お風呂と便利

 現在、ゴールデンウィークの真っ只中。しかし、幸せにも、残念にも、私は仕事であります。

 この間、母に「風呂場で、子供にオシッコを掛けられた」という話をしていると、「そう言えば小さい頃、銭湯の湯船の中でウンコをしてしまって、プカプカと浮かんで来た時は、慌ててタオルで隠したワ」と笑っていました。私の小さい頃の話です。

 ん。という事は、風呂が無かったということ?

 父は今も、ガラス屋を営んでいますが、私が1歳になるころ、現在の場所に引っ越して来ました。それまでは、四畳半と三畳、二間きりの長屋を借りて、四畳半の部屋を仕事場に改造し、三畳間で父、母、父の従兄弟の3人で生活をしながら、ガラス屋を始めました。考えてみれば風呂などあるはずも無かったのです。

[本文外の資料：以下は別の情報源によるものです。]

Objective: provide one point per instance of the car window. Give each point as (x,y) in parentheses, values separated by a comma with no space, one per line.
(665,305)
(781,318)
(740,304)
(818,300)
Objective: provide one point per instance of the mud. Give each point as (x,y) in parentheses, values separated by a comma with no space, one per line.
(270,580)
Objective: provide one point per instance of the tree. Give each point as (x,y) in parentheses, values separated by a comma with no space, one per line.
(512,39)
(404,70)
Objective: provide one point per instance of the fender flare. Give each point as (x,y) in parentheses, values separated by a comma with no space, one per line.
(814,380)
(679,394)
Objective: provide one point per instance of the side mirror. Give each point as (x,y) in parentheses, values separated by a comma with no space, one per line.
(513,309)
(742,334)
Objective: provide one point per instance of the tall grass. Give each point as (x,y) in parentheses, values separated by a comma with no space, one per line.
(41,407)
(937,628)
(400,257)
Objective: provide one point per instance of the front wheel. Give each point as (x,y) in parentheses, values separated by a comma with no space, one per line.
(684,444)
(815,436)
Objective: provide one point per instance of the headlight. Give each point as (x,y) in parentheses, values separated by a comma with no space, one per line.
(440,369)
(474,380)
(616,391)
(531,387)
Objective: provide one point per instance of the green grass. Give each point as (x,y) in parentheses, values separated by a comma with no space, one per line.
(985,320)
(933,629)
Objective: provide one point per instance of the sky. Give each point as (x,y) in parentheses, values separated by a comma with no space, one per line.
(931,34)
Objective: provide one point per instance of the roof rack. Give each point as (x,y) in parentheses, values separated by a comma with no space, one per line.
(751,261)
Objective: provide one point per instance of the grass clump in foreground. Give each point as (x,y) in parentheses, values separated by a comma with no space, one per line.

 1970年、昭和45年の話です。大阪万博が開催され、高度成長期の真っ只中で、仕事も本当に忙しく、大阪には活気が漲っていたそうです。

 当時の色あせた写真を見ると、大阪の下町の風景が見て取れます。舗装されていない道路、所々に残る田んぼ、角ばった無骨な車、そして華奢な家々。家同士は密集しており、道が広いわけでも無いのに、何故か街はゆったりとしていて、開放感があるのは、家が軒並み2階建てだからでしょうか。

 建築の設計をしていると、いつも繰り返し考えます。「街も家もどんどん便利になっていく。しかし、良くなったんだろうか」ということです。

 私の家も含めてですが、多くの事が家の中で完結できるようになると、地域との関係は自然と粗になって行きます。ご近所に頼らなくても、何とか暮らせるからです。お風呂屋さんに行かなくても良いし、映画館に行かずとも、テレビでも結構な画質と音でDVDを観ることができます。便利で快適ですが、本当に良い事だけなのかな、とも思います。

 懐古的な発想だけでは、前には進めませんし、クライアントの要求に応えるのが、職業建築家の仕事です。しかし、便利さによって失なうものがあるかもしれない、という気持ちは常に持っていないと、もっと大きなものを失うかもしれません。明快な答えと方法が有るのかと言われれば、口ごもってしまう部分もありますが、建築を通して、自分なりの提案はして行きたい、と。

 親が風呂の無かった昔を思い出し、大変だった事を、嬉しそうに話すのを見て、そんな事を考えました。